Lynn Ross, general manager of the Sheraton Park Central Hotel in Dallas, and recently voted by her colleagues as the city's hotel general manager of the year, freely admits she stays in all rival hostelries at least once a year.

"I'm looking at what they are doing new and different," says a candid Ross, and she will purloin an idea. At the Wyndham Hotel by Dallas-Fort Worth Airport, a Sheraton guest spotted a pasta buffet and told Ross about it.

"I sent our restaurant manager and chef out for lunch and they came back and created one and we're now serving 30 to 50 people a day."

She got the notion of gourmet in- room coffeemakers from a bed and breakfast in Boston, and staffed a business center similar to one she had seen at a "five-star hotel here in Dallas," which she declines to name.

Ross gives ideas and praise as well. When the competition treated her with care during one of her snooping forays, she congratulated an employee for "phenomenal service. You've got to give positive feedback when someone does a good job."

She doesn't hesitate to voice her displeasure either. Recalling a dinner where the service was at a snail's pace, Ross took the manager aside and said, "'The food was wonderful and the decor is great, but you have a problem with the service. That waiter is stretched too thin.' He appreciated my comments."

Some hoteliers say they can tell a lot about a hotel's "personality" just by observing - without even talking to a staffer.

Tom Negri, general manager of Loews Annapolis, Md., Hotel, regularly "scopes out the competition looking for friendliness and cleanliness."

A welcome sign: employee name tags that give first names instead of the more formal initial and last name. Other turnoffs: burned-out light bulbs, high thermostat settings and newsstands with sleazy magazines. All are indicators to him that no one is really "watching the store."
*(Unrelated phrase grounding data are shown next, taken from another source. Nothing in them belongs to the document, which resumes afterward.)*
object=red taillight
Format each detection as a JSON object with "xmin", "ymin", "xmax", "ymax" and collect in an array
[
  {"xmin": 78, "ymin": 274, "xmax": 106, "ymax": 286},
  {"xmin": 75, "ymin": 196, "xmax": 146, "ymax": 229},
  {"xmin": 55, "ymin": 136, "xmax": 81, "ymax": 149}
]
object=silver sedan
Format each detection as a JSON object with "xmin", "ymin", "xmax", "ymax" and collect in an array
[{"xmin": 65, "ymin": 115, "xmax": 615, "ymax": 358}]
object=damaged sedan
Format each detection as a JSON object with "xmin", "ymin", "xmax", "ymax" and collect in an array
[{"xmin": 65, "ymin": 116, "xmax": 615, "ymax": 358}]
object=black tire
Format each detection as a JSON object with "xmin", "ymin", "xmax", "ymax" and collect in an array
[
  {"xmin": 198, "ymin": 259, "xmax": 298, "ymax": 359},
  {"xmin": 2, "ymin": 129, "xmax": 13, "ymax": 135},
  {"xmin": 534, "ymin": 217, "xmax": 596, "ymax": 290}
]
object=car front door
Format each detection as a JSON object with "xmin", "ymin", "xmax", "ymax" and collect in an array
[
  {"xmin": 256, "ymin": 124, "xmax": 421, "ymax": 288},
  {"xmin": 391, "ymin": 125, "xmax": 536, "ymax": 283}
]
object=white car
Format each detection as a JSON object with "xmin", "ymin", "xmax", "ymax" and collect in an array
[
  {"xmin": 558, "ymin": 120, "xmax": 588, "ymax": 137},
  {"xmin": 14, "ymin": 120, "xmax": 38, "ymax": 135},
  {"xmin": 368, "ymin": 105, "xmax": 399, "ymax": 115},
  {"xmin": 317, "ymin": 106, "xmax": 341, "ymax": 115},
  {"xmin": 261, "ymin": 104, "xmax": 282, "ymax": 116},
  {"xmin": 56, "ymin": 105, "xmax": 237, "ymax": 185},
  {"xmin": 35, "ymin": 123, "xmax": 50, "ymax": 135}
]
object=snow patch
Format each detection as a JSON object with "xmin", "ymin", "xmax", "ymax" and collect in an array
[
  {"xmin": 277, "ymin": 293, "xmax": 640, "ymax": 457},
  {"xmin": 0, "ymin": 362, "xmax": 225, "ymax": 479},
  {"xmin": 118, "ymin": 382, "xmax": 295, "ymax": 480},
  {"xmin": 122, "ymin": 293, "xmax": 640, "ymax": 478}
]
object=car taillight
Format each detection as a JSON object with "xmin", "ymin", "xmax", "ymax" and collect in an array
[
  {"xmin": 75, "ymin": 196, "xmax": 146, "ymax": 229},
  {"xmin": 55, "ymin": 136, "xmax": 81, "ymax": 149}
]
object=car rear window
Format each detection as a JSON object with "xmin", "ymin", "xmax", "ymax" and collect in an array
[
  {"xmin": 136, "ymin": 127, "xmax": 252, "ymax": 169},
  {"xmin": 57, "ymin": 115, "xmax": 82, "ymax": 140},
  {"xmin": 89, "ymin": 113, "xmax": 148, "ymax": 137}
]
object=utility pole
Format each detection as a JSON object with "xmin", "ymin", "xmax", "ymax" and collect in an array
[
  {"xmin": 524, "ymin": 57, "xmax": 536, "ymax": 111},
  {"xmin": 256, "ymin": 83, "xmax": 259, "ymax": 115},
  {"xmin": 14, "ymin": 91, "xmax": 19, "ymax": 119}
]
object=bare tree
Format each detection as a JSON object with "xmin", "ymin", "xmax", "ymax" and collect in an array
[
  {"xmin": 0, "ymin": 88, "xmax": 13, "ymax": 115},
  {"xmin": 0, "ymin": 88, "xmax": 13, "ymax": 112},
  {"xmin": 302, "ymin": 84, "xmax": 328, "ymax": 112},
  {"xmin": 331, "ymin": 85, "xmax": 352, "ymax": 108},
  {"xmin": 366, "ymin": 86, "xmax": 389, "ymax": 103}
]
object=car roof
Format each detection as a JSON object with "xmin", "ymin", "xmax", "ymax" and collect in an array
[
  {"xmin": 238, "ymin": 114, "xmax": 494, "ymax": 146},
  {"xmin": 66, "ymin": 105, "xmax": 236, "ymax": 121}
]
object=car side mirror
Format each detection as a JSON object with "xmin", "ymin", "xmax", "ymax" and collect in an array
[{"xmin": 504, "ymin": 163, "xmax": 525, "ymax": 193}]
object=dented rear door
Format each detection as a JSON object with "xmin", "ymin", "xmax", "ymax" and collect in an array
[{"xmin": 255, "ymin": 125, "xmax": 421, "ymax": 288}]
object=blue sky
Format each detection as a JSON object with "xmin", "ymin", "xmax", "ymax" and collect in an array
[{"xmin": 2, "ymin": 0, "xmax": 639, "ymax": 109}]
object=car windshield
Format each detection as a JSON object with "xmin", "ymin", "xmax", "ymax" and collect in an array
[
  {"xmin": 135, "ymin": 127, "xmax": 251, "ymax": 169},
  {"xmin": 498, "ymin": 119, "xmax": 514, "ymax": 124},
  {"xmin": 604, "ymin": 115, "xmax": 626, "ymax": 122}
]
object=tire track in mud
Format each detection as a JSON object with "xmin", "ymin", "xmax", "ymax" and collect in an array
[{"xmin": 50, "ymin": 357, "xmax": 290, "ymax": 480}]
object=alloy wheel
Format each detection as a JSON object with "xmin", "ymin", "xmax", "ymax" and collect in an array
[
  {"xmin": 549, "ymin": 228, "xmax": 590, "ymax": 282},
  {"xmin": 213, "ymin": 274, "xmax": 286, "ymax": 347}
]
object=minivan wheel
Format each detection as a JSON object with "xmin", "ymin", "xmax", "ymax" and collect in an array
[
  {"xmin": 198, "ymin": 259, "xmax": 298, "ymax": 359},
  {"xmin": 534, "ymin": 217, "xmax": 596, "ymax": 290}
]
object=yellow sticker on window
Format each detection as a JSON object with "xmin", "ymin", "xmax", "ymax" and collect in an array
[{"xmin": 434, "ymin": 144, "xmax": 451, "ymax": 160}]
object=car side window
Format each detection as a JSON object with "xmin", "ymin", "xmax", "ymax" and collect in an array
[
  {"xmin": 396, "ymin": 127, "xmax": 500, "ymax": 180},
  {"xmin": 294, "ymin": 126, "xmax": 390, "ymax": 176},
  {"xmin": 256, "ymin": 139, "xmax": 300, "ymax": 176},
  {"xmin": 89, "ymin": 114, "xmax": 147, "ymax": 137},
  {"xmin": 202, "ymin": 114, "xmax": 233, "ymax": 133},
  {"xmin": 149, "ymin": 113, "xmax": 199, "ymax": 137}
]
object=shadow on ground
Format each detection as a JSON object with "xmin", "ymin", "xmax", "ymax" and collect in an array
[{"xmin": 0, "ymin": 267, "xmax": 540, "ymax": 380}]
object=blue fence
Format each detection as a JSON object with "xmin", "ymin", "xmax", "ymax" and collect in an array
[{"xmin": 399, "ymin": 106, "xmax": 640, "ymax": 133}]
One hotelier who watches his like a hawk is Bernard Agache, managing director of the Century Plaza Hotel and Tower in Los Angeles. He is also Westin Hotels' "Hotelier of the Year" for 1990. It's easy to see why.

"I want to walk into a hotel that exudes liveliness, that tells me something exciting is going to happen," says Agache. "If I don't feel welcome the moment I arrive, I don't want to stay."

He looks for "neat, well-groomed employees who should look as if they were dressed to go out on the town." When he took over the Century Plaza, Agache scrapped all dowdy uniforms and outfitted his staff with Italian-styled business suits.

When he visits a hotel, he often first goes to the bathroom - to check for cleanliness.

"An establishment with anything less than an impeccable rest room is not a place where I would want to stay or dine," insists Agache. "In fact, there is no excuse for lack of freshness and maintenance anywhere in the hotel."

Above all, Agache expects any hotel employee, from bellman to boss, to handle his or any guest request on the spot. No buck passing. In fact, he recently dismissed 100 supervisors at the Century Plaza because the bureaucratic layer demanded too many approvals for a request that made a guest happy.